2. **Dynamic attributes** — The same CTE-based query as the standard path, with an empty `primitive_name`.
The `full_tag_reference` for primitive attributes follows the pattern `tag_name.primitive_name.attribute_name` (e.g., `TestMachine_001.AlarmAttr.InAlarm`).
### Change detection query
A single-column query: `SELECT time_of_last_deploy FROM galaxy`. The `galaxy` table contains one row with the timestamp of the most recent deployment.
## Why deployed_package_id Instead of checked_in_package_id
The Galaxy maintains two package references for each object:
- `checked_in_package_id` — the latest saved version, which may include undeployed configuration changes
- `deployed_package_id` — the version currently running on the target platform
The queries filter on `deployed_package_id <> 0` because the OPC UA address space must mirror what is actually running in the Galaxy runtime. Using `checked_in_package_id` would expose attributes and objects that exist in the IDE but have not been deployed, causing mismatches between the OPC UA address space and the MXAccess runtime.
## Platform Scope Filter
When `Scope` is set to `LocalPlatform`, the repository applies a post-query C# filter to restrict the address space to objects hosted by the local platform. This reduces memory footprint, MXAccess subscription count, and address space size on multi-node Galaxy deployments where each OPC UA server instance only needs to serve its own platform's objects.
### How it works
1. **Platform lookup** — A separate `const string` SQL query (`PlatformLookupSql`) reads `platform_gobject_id` and `node_name` from the `platform` table for all deployed platforms. This runs once per hierarchy load.

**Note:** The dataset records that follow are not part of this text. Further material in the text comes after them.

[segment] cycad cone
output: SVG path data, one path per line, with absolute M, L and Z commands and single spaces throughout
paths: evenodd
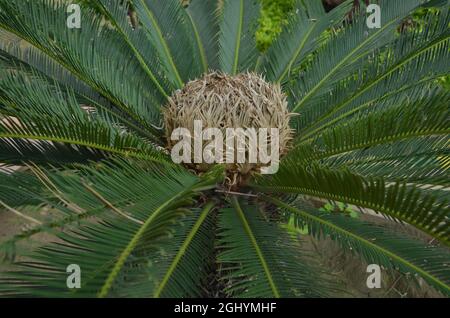
M 287 152 L 293 135 L 289 126 L 291 114 L 280 86 L 267 83 L 254 73 L 237 76 L 210 73 L 193 80 L 174 92 L 163 113 L 169 150 L 177 143 L 171 140 L 176 128 L 188 129 L 194 138 L 195 120 L 201 120 L 204 129 L 219 128 L 224 136 L 226 128 L 278 128 L 280 155 Z M 194 149 L 191 153 L 194 156 Z M 225 165 L 231 185 L 242 184 L 261 167 L 261 164 L 247 161 Z M 197 172 L 209 168 L 205 163 L 188 166 Z

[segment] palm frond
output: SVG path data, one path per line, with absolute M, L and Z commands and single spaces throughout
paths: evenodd
M 450 253 L 448 249 L 435 247 L 417 239 L 402 235 L 380 225 L 373 225 L 339 214 L 316 211 L 306 204 L 295 206 L 267 197 L 293 215 L 299 226 L 308 225 L 311 235 L 330 237 L 352 253 L 359 254 L 368 263 L 403 274 L 425 279 L 445 295 L 450 295 Z
M 393 182 L 408 180 L 448 187 L 449 145 L 446 135 L 414 138 L 352 151 L 322 162 L 332 168 L 346 167 L 360 175 L 384 177 Z
M 174 228 L 180 230 L 176 236 L 183 232 L 174 222 L 191 215 L 192 211 L 185 208 L 192 204 L 195 189 L 211 182 L 201 181 L 181 169 L 165 169 L 162 173 L 148 165 L 125 161 L 101 168 L 85 167 L 75 174 L 39 171 L 41 177 L 46 175 L 46 182 L 64 196 L 64 201 L 81 209 L 81 213 L 101 207 L 110 213 L 97 215 L 98 220 L 80 224 L 67 233 L 58 232 L 62 243 L 52 243 L 32 252 L 29 262 L 19 262 L 15 271 L 4 273 L 0 284 L 3 295 L 36 295 L 37 289 L 41 290 L 41 296 L 54 297 L 128 294 L 136 278 L 141 278 L 144 272 L 146 277 L 152 278 L 153 266 L 156 270 L 162 269 L 159 264 L 151 266 L 151 261 L 155 260 L 150 257 L 152 253 L 162 260 L 166 255 L 161 248 L 169 242 L 179 241 L 183 246 L 181 239 L 172 240 Z M 204 220 L 205 211 L 209 212 L 210 208 L 208 206 L 203 214 L 197 211 L 193 215 Z M 186 222 L 185 239 L 192 240 L 202 224 L 192 220 L 196 219 Z M 197 244 L 204 243 L 202 240 Z M 198 248 L 195 246 L 185 248 Z M 189 258 L 178 258 L 187 264 L 177 269 L 188 270 L 192 266 Z M 79 290 L 67 289 L 64 277 L 70 264 L 78 264 L 83 270 L 83 288 Z M 158 279 L 153 278 L 157 284 Z M 141 291 L 140 296 L 152 295 L 145 294 L 145 288 L 132 290 Z
M 198 43 L 204 72 L 219 69 L 219 9 L 217 0 L 192 0 L 186 9 Z
M 447 135 L 450 127 L 447 106 L 450 94 L 435 90 L 431 96 L 421 101 L 403 102 L 386 110 L 362 114 L 330 127 L 312 140 L 298 143 L 289 157 L 307 163 L 381 144 L 395 144 L 408 138 Z
M 70 88 L 61 89 L 38 76 L 2 76 L 0 114 L 0 147 L 14 150 L 4 154 L 10 161 L 29 152 L 42 160 L 49 156 L 47 151 L 61 149 L 70 154 L 81 147 L 77 157 L 84 153 L 86 159 L 110 153 L 168 162 L 151 142 L 82 109 Z
M 200 52 L 194 49 L 189 16 L 178 0 L 133 2 L 148 38 L 158 51 L 166 75 L 176 88 L 202 74 Z
M 285 81 L 290 72 L 318 47 L 321 34 L 343 22 L 349 8 L 350 1 L 346 1 L 326 14 L 321 0 L 297 1 L 295 14 L 289 16 L 285 30 L 268 49 L 258 70 L 264 71 L 270 81 Z
M 345 169 L 285 162 L 276 175 L 258 178 L 255 189 L 296 193 L 354 204 L 420 229 L 450 245 L 448 195 L 442 197 L 404 182 L 364 178 Z
M 355 14 L 350 25 L 338 32 L 320 48 L 307 72 L 297 81 L 294 91 L 302 92 L 292 106 L 298 112 L 306 102 L 335 81 L 347 77 L 358 61 L 370 55 L 375 49 L 383 47 L 395 39 L 395 30 L 400 21 L 420 5 L 419 0 L 380 0 L 383 8 L 381 28 L 368 29 L 365 14 Z
M 129 60 L 133 51 L 121 35 L 98 15 L 84 12 L 79 32 L 65 27 L 66 7 L 57 0 L 2 0 L 0 9 L 1 29 L 34 46 L 143 126 L 158 124 L 154 119 L 162 97 L 139 61 Z
M 426 30 L 402 34 L 388 48 L 363 60 L 354 78 L 338 82 L 330 92 L 306 103 L 298 121 L 302 138 L 370 109 L 396 90 L 407 97 L 409 92 L 405 92 L 405 87 L 445 75 L 450 67 L 450 13 L 443 10 L 437 16 L 429 14 L 424 20 L 428 25 Z
M 233 297 L 317 297 L 323 295 L 317 271 L 304 264 L 300 244 L 257 207 L 233 206 L 220 212 L 219 264 Z M 323 279 L 323 277 L 322 277 Z M 322 281 L 323 282 L 323 281 Z
M 256 66 L 258 16 L 257 1 L 224 0 L 219 35 L 219 61 L 223 72 L 236 75 Z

2. **Platform matching** — The configured `PlatformName` (or `Environment.MachineName` when null) is matched case-insensitively against the `node_name` column. If no match is found, a warning is logged listing the available platforms and the address space is empty.
3. **Host chain collection** — The filter collects the matching platform's `gobject_id`, then iterates the hierarchy to find all `$AppEngine` (category 3) objects whose `HostedByGobjectId` equals the platform. This produces the full set of host gobject_ids under the local platform.
4. **Object inclusion** — All non-area objects whose `HostedByGobjectId` is in the host set are included, along with the hosts themselves.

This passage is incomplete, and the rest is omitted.